Gesundheit und Krankheit
aus homöopatischer Sicht

von Andreas Hundseder

Vorwort

Es war im Jahre 1996 und ich war unzufrieden. Die Homöopathie praktizierte ich nun seit sechs bis sieben Jahren in eigener Praxis. Geprägt von der Bad Boller Homöopathie Schule und vielen C4-Verreibungsseminaren, waren mein therapeutischer Schwerpunkt und mein homöopathischer Ansatz die Psyche des kranken Menschen. Viele Patienten waren sehr begeistert von diesem Ansatzpunkt und suchten mich immer wieder auf, um neue Aspekte ihrer Psyche homöopathisch verständlich zu machen. Ich war gut in der Traumdeutung und konnte ihnen unterschiedliche Betrachtungsweisen darlegen. Viele Akutbehandlungen gerade mit Kindern verliefen sehr gut und die Praxis hatte sich im Laufe der Jahre langsam aber stetig gut entwickelt. Dabei bemerkte ich aber auch, dass mich einige Patienten immer wieder aufsuchten, ich ihnen aber eigentlich homöopathisch nicht weiterhelfen konnte. Sie blieben in ihren Problemen gefangen und konnte sich trotz der Gespräche und der verabreichten Arzneimittel nicht davon befreien. Dies machte mich zunehmend unzufriedener und ich suchte verzweifelt einen Weg nach einem tieferen Verständnis der Zusammenhänge und der Psyche des Menschen.

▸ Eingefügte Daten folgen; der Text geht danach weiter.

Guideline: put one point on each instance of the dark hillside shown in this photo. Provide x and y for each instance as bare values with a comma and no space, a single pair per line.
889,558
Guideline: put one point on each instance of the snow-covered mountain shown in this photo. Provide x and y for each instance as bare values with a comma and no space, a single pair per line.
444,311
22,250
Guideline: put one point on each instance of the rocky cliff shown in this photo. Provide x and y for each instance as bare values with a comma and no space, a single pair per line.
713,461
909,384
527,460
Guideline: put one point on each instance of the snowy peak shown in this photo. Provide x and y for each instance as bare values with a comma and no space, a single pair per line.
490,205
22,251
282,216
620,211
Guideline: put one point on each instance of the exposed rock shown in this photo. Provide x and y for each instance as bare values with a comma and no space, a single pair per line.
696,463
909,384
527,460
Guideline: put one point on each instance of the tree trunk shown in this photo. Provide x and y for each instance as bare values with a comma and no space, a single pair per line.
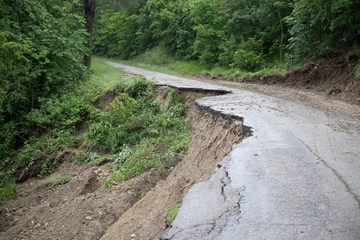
89,12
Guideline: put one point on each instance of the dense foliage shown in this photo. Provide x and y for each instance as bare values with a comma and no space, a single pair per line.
243,34
41,57
132,131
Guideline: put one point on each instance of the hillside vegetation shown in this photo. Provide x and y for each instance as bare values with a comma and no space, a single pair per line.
52,100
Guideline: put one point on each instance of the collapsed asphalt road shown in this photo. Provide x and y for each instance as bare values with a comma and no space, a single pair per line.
296,177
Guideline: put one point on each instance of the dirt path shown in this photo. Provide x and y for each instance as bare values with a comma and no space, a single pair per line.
319,132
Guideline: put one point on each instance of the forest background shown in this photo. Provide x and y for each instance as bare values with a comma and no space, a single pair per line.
46,48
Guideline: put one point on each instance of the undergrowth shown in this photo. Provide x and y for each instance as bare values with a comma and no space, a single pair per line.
132,132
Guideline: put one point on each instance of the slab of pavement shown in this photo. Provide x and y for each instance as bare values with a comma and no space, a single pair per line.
296,177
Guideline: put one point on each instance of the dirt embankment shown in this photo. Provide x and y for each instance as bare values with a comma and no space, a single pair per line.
84,209
330,85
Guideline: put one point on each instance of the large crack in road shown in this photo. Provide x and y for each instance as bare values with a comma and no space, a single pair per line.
296,177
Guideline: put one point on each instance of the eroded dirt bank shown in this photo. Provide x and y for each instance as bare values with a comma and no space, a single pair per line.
212,137
84,209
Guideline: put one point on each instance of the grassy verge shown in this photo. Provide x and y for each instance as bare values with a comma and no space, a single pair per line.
158,59
131,131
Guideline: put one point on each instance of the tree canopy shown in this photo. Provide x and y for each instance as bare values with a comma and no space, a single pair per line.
229,32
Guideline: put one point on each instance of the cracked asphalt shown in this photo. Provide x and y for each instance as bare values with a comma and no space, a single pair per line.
296,177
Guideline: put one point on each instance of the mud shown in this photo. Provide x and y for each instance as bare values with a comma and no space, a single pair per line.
84,209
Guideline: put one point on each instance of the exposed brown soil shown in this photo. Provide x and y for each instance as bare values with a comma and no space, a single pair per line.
329,85
84,209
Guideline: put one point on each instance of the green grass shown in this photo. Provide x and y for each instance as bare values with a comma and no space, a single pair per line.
157,59
104,76
133,132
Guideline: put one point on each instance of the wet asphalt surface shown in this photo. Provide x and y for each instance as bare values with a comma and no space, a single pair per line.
296,177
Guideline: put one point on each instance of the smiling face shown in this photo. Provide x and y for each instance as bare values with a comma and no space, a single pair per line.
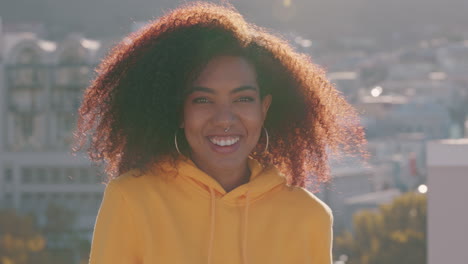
224,96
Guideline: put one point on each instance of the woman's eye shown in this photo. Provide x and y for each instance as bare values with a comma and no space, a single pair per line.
246,99
200,100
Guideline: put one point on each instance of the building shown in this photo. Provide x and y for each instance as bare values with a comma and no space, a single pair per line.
447,201
41,83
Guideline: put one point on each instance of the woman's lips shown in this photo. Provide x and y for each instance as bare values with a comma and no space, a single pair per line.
224,144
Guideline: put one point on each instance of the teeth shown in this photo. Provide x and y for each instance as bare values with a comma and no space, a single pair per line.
224,141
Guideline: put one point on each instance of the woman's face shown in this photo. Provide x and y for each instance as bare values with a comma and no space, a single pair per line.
224,96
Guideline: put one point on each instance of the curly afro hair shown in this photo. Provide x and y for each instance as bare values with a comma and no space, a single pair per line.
132,109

An einem Sonntagmorgen, kurz vor Pfingsten, begann ich meinen Schreibtisch aufzuräumen, dabei viel mir ein Buch aus den Händen. Wie in Zeitlupe schlug es auf dem Boden auf, ein Prospekt entglitt ihm und lag vor meinen Füßen. Ich hob ihn auf: Es war die Beschreibung der Homöopathie Ausbildung bei George Vithoulkas auf Alonissos in Griechenland. Ein paar Wochen vorher hatte ich mich geärgert, da ich eine Psychotherapie Ausbildung anfangen wollte, die aber nicht zustande kam. Jetzt lag die Anmeldung vor mir und ich konnte mich auch noch vage erinnern, dass ich mir vor einem Jahr kurz überlegt hatte, mich dort anzumelden. Ich las den Text und bemerkte erschreckt, dass die Ausbildung bereits in einer Woche beginnen sollte. Am Montag in der Früh begann ich zu telefonieren und es wurde mir erklärt, dass das Seminar bereits überbucht sei und es außerdem keinen Flug und keine Unterkunft mehr gäbe. Ich telefonierte weiter, eine griechische Patientin hatte in zehn Minuten für eine Unterkunft gesorgt, eine weitere Patientin hatte ein Reisebüro und suchte mir einen Flug heraus, zwar einen Tag nach Seminarbeginn, aber immerhin. Beharrlich rief ich noch einmal beim Organisator an und teilte mit, dass ich ein Zimmer und einen Flug hätte, ob ich nicht doch noch am Seminar teilnehmen könnte. Zum Glück war diesmal eine andere Person am Telefon, welche mir mitteilte ich sollte einfach kommen, es werde schon noch ein Platz frei sein. Erleichtert organisierte ich noch den Praxisausfall und begab mich eine Woche später auf die Reise - eine Reise, die immer noch anhält und die mich mehr verändert hat als ich mir das damals je gedacht hätte. Sie veränderte meine homöopathische Arbeit, meine Sicht von Krankheit und Gesundheit und sie veränderte mich selbst. Ich fand dort viele Freundschaften, die ein Leben überdauern werden, eine Insel, die in meinen Träumen immer wieder auftaucht und einen Homöopathielehrer, der mit Vorwort seinem ganzen Sein und seiner ganzen Liebe für die Homöopathie lebt: George Vithoulkas.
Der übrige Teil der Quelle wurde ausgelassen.